Agréable brise cinématographique que ce mélodrame social et familial. Stéphane Brizé n’évite pas quelques tics du cinéma français, frôlant de très près des clichés qui auraient pu conduire Quelques heures de printemps dans le mur. Mais la relation entre les deux protagonistes l’emporte, et emporte tout.
Il faut pourtant patienter pour voir les premiers rayons de soleil de ce film sombre, hivernal. L’affrontement entre ce fils, sorti de prison, précaire, et sa mère, seule, malade, est d’une justesse effrayante. La colère rentrée de l’un, ne supportant pas les habitudes immuables et agaçantes de sa génitrice, et l’impossible communicabilité avec cette femme, alourdie par un passé subit, triste et humble rendent le film froidement violent. Au bord de l’explosion.
Pourtant c’est une œuvre sur l’implosion. Les taiseux doivent se parler. Les silences doivent se rompre. Le fils indigne et la mère acariâtre doivent renouer le fil. C’est le beau pari du scénario de Stéphane Brizé. Il est aidé par un Vincent Lindon capable d’intérioriser toutes les émotions tout en les exprimant sans accros devant la caméra. Et, surtout, par une Hélène Vincent formidable dans chacune de ses scènes.
Cette tension permanente entre les deux, cohabitation invivable, coexistence sans amour (a priori), qui se traduit par un lien du sang factice, par une incapacité à se parler, les isole pendant une grande partie du film. Sous le même toit, mais chacun dans son coin. Le récit va même jusqu’à les séparer physiquement. Pour mieux les réconcilier.

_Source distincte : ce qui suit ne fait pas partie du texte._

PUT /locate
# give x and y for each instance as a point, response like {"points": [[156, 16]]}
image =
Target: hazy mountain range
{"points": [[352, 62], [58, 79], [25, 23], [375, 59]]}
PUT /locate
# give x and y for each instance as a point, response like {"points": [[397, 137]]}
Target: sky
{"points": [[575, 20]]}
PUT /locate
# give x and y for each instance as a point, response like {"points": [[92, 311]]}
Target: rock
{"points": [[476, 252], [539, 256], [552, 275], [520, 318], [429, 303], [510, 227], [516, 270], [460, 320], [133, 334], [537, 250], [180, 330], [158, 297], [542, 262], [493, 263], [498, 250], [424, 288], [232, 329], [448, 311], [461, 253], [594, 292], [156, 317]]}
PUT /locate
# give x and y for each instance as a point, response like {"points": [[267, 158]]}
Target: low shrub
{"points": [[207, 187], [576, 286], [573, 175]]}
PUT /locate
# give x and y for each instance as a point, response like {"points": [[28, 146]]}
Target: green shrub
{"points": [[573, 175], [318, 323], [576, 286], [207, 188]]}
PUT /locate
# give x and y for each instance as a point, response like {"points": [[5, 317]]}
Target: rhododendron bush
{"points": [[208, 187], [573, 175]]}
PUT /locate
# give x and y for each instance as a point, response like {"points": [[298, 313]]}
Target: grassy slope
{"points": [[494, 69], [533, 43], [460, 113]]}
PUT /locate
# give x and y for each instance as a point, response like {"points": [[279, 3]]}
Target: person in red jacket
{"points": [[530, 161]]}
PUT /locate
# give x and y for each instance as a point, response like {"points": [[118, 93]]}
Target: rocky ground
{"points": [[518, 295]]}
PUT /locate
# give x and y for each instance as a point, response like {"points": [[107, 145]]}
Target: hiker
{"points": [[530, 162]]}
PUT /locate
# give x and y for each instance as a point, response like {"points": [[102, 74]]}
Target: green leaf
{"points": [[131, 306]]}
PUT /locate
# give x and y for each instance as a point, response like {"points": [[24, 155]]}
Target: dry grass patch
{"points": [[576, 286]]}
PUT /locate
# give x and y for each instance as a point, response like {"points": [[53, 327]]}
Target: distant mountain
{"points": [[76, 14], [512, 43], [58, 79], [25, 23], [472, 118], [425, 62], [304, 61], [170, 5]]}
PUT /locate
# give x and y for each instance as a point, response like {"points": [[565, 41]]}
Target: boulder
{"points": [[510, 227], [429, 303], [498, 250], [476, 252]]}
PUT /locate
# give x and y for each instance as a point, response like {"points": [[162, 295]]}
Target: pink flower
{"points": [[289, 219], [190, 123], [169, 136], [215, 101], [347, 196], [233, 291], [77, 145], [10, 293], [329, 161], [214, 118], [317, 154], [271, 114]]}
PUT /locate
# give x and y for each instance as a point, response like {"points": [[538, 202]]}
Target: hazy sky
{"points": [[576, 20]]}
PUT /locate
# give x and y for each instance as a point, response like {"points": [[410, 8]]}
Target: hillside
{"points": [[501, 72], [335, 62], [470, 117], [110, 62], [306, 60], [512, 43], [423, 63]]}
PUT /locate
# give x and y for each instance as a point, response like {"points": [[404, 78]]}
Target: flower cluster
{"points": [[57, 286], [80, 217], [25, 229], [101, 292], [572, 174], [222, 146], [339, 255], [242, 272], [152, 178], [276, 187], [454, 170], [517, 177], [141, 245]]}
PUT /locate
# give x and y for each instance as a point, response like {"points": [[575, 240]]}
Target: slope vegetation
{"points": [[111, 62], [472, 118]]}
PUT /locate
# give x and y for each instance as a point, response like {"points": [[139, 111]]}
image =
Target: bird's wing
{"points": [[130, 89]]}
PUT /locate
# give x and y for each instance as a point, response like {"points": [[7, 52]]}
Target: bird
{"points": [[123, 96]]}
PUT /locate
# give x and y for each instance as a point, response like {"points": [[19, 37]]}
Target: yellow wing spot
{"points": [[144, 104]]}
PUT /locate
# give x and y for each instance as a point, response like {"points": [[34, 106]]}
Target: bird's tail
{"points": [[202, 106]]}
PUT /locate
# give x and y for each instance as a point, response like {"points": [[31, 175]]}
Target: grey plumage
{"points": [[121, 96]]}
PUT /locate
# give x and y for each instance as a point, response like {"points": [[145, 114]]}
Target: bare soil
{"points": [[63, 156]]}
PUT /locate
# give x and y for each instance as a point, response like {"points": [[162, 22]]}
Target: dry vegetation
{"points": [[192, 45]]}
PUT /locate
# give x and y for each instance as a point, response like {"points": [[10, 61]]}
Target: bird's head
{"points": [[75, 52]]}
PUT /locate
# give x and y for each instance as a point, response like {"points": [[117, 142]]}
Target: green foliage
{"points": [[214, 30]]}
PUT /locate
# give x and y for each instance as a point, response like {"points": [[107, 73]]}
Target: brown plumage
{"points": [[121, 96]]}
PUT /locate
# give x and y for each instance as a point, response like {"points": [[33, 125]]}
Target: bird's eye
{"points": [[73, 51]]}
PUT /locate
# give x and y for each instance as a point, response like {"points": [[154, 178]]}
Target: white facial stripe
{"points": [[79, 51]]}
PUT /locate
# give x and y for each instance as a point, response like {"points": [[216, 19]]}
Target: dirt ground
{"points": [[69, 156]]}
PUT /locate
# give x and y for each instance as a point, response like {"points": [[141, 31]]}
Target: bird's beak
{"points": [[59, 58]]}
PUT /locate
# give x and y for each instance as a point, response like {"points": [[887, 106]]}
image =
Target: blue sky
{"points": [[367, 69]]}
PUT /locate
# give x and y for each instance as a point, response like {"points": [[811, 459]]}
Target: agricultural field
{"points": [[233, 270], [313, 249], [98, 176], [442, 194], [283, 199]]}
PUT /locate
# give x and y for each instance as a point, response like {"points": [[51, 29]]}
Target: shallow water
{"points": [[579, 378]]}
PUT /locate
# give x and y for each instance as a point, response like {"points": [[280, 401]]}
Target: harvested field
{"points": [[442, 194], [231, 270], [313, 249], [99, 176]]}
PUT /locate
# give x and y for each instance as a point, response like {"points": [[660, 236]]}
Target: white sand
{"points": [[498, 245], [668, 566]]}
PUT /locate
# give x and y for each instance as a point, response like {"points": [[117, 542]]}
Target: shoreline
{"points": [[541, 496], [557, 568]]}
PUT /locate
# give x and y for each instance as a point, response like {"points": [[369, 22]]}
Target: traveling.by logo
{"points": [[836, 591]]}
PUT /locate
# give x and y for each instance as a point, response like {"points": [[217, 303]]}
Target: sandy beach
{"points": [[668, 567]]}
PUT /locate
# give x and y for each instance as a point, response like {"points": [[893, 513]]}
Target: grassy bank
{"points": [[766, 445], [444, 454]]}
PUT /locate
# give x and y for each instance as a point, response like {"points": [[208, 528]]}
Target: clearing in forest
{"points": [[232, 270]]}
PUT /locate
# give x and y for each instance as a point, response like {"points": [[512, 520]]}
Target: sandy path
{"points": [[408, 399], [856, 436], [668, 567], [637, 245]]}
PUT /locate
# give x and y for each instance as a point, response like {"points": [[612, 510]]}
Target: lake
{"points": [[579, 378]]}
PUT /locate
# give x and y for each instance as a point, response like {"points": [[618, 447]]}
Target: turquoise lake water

On ne sait pas grand chose de leur passé. Mais on le devine. Brizé sait faire passer les messages, sans forcément les exprimer lourdement C’est alors regrettable de voir que la liaison entre Lindon et Emmanuelle Seigner est si bâclée, trop facile, étirant inutilement le film. Regrettable parce que son film est épuré. Il n’y a pas de séquences inutiles. Il décrit avec finesse un environnement déprimant mais simple. Le réalisateur va directement au but, et sa mise en scène est soignée : il ne s’embarrasse pas de mouvements dans l’air du temps. Il cadre. L’image est raccord avec les sentiments des protagonistes.
Il faut bien s’évader de cette banlieue monotone de province. Il faut aussi que la rage s’apaise. Le réalisateur a alors imaginé une mère atteinte d’un cancer irréversible et qui décide de choisir sa manière de mourir, son heure. Elle, la soumise, décide de son destin. Mourir dignement. L’euthanasie, sans euphémisme. « C’est un choix. C’est très personnel ». Et c’est universel. L’émotion surviendra dans les derniers instants. Plan fixe. Quelques mots. Des sanglots. On ne peut-être que bouleversé. Pourtant, la réalisation est sobre. Peu d’effet, pas de musique. Juste deux comédiens qui s’embrassent. Une mère, aimante, et son fils, soucieux, qui se disent adieu. Deux solitudes qui fusionnent.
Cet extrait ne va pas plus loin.